Quadratic Graphs
Quadratic Graphs Revision
Quadratic Graphs
You will need to be able to identify and sketch quadratic graphs.
Make sure you are happy with the following topics before continuing.
Quadratic Graph Shapes
Quadratic graphs have the general form
\textcolor{red}{a} x^2 + \textcolor{blue}{b}x + \textcolor{limegreen}{c}
These can be either u-shaped (if \textcolor{red}{a} is positive) or n-shaped (if \textcolor{red}{a} is negative)
Some examples of quadratic graphs can bee seen below:
Sketching Quadratic Graphs
To sketch quadratic graphs, you need to follow these steps:
Step 1: Decide whether the graph is an n-shape or a u-shape.
- u-shaped if the coefficient of x^2 is positive
- n-shaped if the coefficient of x^2 is negative
Step 2: Find the intersections with the x-axis (set y=0) and y-axis (set x=0)
Step 3: Find the maximum (if it is an n-shaped graph) or minimum (if it is a u-shaped graph) using symmetry or completing the square.
Step 4: Sketch the graph and label all the important points.
Example: Sketch the graph of y = 2x^2 + 3x - 2
Step 1: The coefficient of x^2 is positive, so the graph is u-shaped.
Step 2: When y=0,
\begin{aligned} 2x^2 + 3x - 2 &= 0 \\ (2x-1)(x+2) &= 0 \end{aligned}
x = \dfrac{1}{2} or x = -2
Hence, the curve crosses the x-axis at \textcolor{red}{\left( \dfrac{1}{2}, 0 \right)} and \textcolor{red}{(-2,0)}
When x = 0,
y = 2(0)^2 + 3(0) - 2 = -2
Hence, the curve crosses the y-axis at \textcolor{red}{(0,-2)}
Note: You can often read off the value the graph crosses the y-axis at (called the y-intercept) from the equation of a quadratic. The y-intercept of y=ax^{2}+bx+c is always c.

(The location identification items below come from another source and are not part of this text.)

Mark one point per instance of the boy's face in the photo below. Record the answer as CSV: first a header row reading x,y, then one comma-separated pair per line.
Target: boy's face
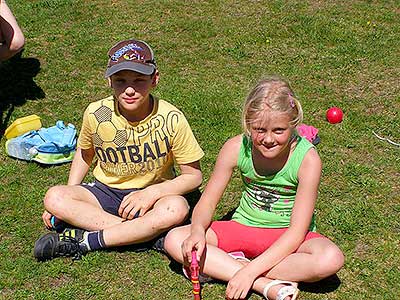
x,y
132,90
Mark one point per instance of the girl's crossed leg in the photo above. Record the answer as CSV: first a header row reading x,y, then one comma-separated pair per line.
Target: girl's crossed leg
x,y
314,260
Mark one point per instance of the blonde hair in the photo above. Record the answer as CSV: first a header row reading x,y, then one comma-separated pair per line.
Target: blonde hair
x,y
274,94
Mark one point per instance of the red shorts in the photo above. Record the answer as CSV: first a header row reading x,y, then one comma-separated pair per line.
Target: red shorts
x,y
252,241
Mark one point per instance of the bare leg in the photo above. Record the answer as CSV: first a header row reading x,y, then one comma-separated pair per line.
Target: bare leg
x,y
314,260
168,212
11,37
77,206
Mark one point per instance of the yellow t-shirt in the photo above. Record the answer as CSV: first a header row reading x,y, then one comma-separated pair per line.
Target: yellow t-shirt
x,y
136,155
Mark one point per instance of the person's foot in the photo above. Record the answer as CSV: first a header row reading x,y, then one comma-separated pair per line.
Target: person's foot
x,y
66,244
281,290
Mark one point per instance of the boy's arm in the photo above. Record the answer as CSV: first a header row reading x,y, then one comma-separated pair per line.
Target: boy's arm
x,y
80,165
11,37
143,200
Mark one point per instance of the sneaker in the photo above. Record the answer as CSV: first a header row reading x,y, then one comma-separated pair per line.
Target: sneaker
x,y
67,244
58,225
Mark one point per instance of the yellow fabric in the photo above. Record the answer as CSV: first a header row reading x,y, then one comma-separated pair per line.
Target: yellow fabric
x,y
135,155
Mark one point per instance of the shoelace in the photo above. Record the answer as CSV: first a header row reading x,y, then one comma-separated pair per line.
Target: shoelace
x,y
69,246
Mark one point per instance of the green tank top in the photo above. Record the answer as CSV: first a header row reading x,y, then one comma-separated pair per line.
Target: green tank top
x,y
267,201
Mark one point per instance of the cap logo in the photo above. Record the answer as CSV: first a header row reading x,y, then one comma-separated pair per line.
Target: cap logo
x,y
126,48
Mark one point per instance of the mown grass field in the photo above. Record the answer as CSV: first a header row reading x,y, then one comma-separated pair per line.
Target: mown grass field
x,y
342,53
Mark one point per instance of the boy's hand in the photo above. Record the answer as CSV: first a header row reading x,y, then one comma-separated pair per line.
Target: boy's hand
x,y
240,284
136,204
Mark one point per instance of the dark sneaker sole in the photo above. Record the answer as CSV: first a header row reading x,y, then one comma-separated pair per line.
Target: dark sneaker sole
x,y
44,247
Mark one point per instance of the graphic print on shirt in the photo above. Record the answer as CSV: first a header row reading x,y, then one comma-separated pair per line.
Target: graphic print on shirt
x,y
265,199
125,150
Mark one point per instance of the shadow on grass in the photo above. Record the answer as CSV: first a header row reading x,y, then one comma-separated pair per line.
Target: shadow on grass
x,y
17,86
323,286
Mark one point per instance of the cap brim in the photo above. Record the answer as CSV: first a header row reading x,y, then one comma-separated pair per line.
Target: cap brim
x,y
130,66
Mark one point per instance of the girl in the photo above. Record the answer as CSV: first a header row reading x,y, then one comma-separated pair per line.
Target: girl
x,y
274,223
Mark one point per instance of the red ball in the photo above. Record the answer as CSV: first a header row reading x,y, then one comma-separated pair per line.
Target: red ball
x,y
334,115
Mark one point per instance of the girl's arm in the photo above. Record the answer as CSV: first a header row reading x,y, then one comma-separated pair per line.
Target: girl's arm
x,y
309,177
80,165
204,210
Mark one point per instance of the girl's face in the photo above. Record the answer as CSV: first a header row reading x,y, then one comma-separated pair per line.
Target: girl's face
x,y
132,90
271,134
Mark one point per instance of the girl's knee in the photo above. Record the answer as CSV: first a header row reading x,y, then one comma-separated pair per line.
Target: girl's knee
x,y
330,262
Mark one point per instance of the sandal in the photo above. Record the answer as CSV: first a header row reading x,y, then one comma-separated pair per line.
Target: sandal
x,y
289,290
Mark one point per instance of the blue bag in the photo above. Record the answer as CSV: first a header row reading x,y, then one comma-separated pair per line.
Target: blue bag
x,y
53,145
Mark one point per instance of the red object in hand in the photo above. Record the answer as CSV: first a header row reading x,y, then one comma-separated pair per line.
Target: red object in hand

Step 3: The minimum value will be halfway between \left(\dfrac{1}{2}, 0 \right) and (-2,0):
\left( \dfrac{1}{2} - 2 \right) \div 2 = - \dfrac{3}{4}
So, the minimum value is at x = - \dfrac{3}{4}
Therefore, the minimum is
y = 2 \left(- \dfrac{3}{4} \right)^2 + 3 \left(- \dfrac{3}{4} \right) - 2 = - \dfrac{25}{8}
So, the graph has a minimum at the point \textcolor{red}{\left(- \dfrac{3}{4}, - \dfrac{25}{8} \right)}
Step 4: Sketch the graph (sketching doesn’t need to be to scale) and label all the important points.
Completing the Square to Sketch Graphs
You can complete the square to help sketch quadratic curves.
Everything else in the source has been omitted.